I have an exam in history tomorrow but I am far too distracted to focus on the books in front of me. My mind unable to settle on one given topic and as the minutes ticked by, words becoming blurrier. I find my eyes getting heavier until I can't handle holding my head up any longer and I eventually finding myself laying down, just to rest my eyes but when I open them again it's to Greyson grabbing my ankle to wake me.

A groan falls from my lips, "I'm up."

"Tired, sleepy head?" He chuckles as he lets go of my leg. "Dinner's ready."

"I'm not hungry," I turn onto my side and rub my eyes, sitting up slowly when he sits on the edge of the bed. "What time is it?"

"Nearly eight," he hums. "You sure you aren't hungry?"
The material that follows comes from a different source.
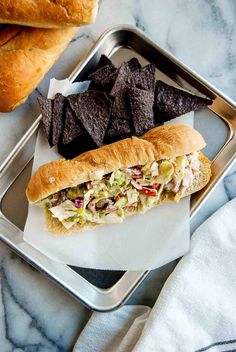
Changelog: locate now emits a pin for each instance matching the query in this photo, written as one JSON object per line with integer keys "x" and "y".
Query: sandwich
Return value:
{"x": 115, "y": 181}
I bob my head. "Yeah, I've got to study anyways. Big history test tomorrow."

"You want help?" He asks.

"I'm okay."

"Let me know if you change your mind about food. I'll bring you up a plate," he offers and I nod my head as he heads for my bedroom door. My throat dry as I adjust in my seat, deciding to let my curiosity get the best of me.

"Grey, before you go, can I ask you something?" I ask quickly, stopping him in his tracks at the door.

"Shoot."

"Felix...good guy or bad guy?" I ask before I can stop myself.

"He's a got a good heart," Greyson nods before eyeing me, tilting his head to the side slightly. "Why are you asking? Do you have a crush on him, Vee?"

"No," I shake my head. "He might though."

"What does that mean?" He asks and I bit my bottom lip, deciding if I should tell him or not. Greyson has always supported me in my decisions, keeping his lips shut weather he agrees with them or not.

"Don't freak?"

"What did he do?"

"He asked me out today."

"Oh?"

"Are you angry?"

"Angry? Why would I be angry?" He laughs. "You're sixteen, Vee. Old enough to date and Felix is a decent guy, if you want to see where things go with him then I say hell yeah, good for you."

"So...you think I should say yes?"

"I think you should do whatever you want to do, but if it's going out with him I'm not going to be mad about it or not support your decision," he smiles softly. "The decision is yours though, Stevie. No one else's."

And he's right. It is my decision to make and weather it is yes or no – it is only mine. No one can tell me what to say or how to feel about it. If there is one piece of advice I'd take from him, it's that my decision is mine and though I'm not entirely clear on what I want, Lena's words stick out. If I can think of one reason to say yes, then maybe I should.

a/n;

I love the relationship Stevie has with Greyson. It's for sure one of my favourites.